Australia’s response to the health and social needs of refugees shows what we are capable of. But what then of the health of asylum seekers?

Asylum seekers share the same factors impacting on their health status as refugees, except that those who arrive by boat are subject to detention and other harsh aspects of asylum seeker policy, such as denial of work rights. The positive Commonwealth and state/territory arrangements for refugees do not apply to asylum seekers arriving by boat.

The limited research that has been done - and multiple inquiries by the Australian Human Rights Commission, the Commonwealth Ombudsman, Amnesty International among others - show that the major health issue for asylum seekers is the damage done to their mental health by immigration detention and related aspects of asylum seeker policy. This damage is knowingly and systematically done to asylum seekers in pursuit of the fanciful policy objective of deterrence.

Even if one accepts “Pacific Solution 2” as a reasonable response to the growth in the number of boat arrivals, the damage is also the product of the failure to put in place agreed safeguards. The negative health and settlement consequences for asylum seekers will be long-term and the costs to the community - in terms of continuing need for health services and prolonged disability - will be substantial. Unlike our response to refugees, our response to boat arrivals is not an illustration of Australia at its best.

The United Nations High Commissioner for Refugees’ regional representative Rick Towle has previously said that Australia’s current humanitarian challenge of boat arrivals needs a “principled and humanitarian response in line with Australia’s proud record of assisting those in need”. He noted that there has been:

A sharp deterioration in the quality of protection for asylum seekers and refugees coming by boat and a worrying erosion of public support for asylum in Australia.

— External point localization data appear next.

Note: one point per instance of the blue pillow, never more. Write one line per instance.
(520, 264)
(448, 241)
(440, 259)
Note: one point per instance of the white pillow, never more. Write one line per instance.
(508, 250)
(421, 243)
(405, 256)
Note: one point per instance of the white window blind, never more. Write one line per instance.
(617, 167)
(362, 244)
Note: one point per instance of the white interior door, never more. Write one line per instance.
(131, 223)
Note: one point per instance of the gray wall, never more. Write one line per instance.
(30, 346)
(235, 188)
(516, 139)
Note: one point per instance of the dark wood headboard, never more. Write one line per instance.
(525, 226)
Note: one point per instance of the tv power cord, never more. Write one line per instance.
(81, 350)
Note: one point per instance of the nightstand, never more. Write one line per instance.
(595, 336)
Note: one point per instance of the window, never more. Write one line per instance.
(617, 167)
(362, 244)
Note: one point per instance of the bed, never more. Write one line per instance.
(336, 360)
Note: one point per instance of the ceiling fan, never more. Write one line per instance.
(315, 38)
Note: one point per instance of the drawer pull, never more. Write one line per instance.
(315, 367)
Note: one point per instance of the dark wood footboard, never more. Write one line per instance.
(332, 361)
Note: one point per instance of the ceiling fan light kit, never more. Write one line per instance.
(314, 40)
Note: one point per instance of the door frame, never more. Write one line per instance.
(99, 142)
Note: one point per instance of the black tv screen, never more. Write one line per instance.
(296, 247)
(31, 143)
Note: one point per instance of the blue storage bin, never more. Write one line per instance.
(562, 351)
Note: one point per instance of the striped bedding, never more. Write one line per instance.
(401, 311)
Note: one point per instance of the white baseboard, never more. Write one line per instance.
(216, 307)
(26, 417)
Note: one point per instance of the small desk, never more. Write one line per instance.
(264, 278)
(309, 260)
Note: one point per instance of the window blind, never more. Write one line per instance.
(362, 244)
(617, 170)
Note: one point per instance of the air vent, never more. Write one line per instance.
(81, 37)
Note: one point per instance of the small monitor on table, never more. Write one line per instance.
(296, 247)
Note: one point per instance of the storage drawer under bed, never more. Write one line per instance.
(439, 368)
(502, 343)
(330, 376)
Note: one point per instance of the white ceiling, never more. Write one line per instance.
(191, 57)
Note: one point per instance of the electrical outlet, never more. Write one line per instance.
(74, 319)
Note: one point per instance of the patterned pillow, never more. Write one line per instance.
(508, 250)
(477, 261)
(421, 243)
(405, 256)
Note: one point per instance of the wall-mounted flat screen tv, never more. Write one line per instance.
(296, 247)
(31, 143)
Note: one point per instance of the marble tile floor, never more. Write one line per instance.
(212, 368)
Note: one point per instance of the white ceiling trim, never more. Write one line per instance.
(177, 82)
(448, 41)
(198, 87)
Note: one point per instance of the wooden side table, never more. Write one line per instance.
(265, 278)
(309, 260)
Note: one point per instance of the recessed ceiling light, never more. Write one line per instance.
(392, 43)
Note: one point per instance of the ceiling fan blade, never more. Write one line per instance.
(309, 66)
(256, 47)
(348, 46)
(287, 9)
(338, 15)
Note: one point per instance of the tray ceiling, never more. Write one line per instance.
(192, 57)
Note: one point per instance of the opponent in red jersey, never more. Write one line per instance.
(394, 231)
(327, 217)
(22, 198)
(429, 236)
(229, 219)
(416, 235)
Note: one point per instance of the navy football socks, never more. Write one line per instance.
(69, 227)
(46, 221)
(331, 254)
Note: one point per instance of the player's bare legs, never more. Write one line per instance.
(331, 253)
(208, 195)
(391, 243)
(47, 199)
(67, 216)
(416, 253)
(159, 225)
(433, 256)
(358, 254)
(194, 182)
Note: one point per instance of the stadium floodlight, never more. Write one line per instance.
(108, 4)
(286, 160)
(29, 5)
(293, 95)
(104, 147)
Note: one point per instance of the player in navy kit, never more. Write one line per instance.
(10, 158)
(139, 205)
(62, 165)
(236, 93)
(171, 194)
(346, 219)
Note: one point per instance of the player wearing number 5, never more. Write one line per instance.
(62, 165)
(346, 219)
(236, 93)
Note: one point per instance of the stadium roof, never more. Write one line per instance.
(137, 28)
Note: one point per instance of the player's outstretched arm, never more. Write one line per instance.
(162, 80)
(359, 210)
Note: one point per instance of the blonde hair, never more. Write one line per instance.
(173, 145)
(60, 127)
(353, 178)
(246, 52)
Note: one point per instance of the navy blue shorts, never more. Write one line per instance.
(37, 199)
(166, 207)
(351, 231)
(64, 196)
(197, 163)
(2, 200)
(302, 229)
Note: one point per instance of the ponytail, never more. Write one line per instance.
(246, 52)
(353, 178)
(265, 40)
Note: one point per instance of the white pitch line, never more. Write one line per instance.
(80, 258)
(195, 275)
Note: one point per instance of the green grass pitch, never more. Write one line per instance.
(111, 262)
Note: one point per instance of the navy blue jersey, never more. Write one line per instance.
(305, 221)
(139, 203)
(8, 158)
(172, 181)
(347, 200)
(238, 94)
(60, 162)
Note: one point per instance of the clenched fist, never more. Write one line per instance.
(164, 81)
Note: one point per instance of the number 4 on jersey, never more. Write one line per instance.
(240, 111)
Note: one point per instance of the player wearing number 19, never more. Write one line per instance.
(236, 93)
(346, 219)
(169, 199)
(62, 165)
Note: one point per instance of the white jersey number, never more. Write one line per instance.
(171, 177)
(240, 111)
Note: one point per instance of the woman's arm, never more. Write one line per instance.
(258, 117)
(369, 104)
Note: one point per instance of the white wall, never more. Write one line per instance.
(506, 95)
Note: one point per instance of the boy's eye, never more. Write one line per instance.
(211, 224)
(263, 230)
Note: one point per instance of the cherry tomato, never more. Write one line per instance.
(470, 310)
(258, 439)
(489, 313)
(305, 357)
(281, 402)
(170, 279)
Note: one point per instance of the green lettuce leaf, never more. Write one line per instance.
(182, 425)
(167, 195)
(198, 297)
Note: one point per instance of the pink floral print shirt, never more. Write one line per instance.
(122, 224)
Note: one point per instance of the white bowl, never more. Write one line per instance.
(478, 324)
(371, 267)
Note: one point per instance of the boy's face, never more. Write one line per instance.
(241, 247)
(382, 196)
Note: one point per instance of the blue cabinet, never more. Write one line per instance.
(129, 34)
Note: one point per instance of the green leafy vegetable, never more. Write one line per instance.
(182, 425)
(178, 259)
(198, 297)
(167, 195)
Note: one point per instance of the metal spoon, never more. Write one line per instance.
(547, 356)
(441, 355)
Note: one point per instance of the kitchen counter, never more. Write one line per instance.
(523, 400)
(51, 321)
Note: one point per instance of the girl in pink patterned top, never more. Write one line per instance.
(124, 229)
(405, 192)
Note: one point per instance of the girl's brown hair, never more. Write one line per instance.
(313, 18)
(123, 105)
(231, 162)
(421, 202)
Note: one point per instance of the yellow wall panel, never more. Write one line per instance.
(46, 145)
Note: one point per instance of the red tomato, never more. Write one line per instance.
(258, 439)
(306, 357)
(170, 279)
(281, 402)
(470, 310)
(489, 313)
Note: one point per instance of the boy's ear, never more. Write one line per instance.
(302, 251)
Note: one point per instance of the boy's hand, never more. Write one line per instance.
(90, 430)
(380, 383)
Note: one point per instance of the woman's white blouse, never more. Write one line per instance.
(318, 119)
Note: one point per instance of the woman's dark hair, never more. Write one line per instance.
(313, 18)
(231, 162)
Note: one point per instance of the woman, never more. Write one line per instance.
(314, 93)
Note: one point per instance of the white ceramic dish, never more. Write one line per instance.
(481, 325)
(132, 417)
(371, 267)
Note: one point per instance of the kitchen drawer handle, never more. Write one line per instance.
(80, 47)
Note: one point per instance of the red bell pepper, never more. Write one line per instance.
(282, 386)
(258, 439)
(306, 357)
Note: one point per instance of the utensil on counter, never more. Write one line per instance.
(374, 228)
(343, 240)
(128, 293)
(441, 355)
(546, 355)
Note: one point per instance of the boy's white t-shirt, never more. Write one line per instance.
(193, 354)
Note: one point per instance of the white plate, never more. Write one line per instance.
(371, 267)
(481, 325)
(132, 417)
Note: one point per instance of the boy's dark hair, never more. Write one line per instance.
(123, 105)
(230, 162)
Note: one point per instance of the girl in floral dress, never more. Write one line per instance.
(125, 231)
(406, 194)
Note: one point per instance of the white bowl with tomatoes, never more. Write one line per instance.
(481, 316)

The next step in this long-running and toxic political drama is the intended visit by prime minister Julia Gillard to Indonesia to discuss with Indonesian president Susilo Bambang Yudhoyono ways to stem the rising flow of asylum seekers coming by boat.

The general consensus is that regional engagement and a collaborative effort is essential to effectively handle the global refugee crisis.

However, while Australia applies more restrictive and directly harmful policies based on simplistic attempts at deterrence, the prospects for such an agreement are increasingly remote. A more principled and ethical response to the plight of asylum seekers by Australia would contribute to achieving the goal of regional cooperation.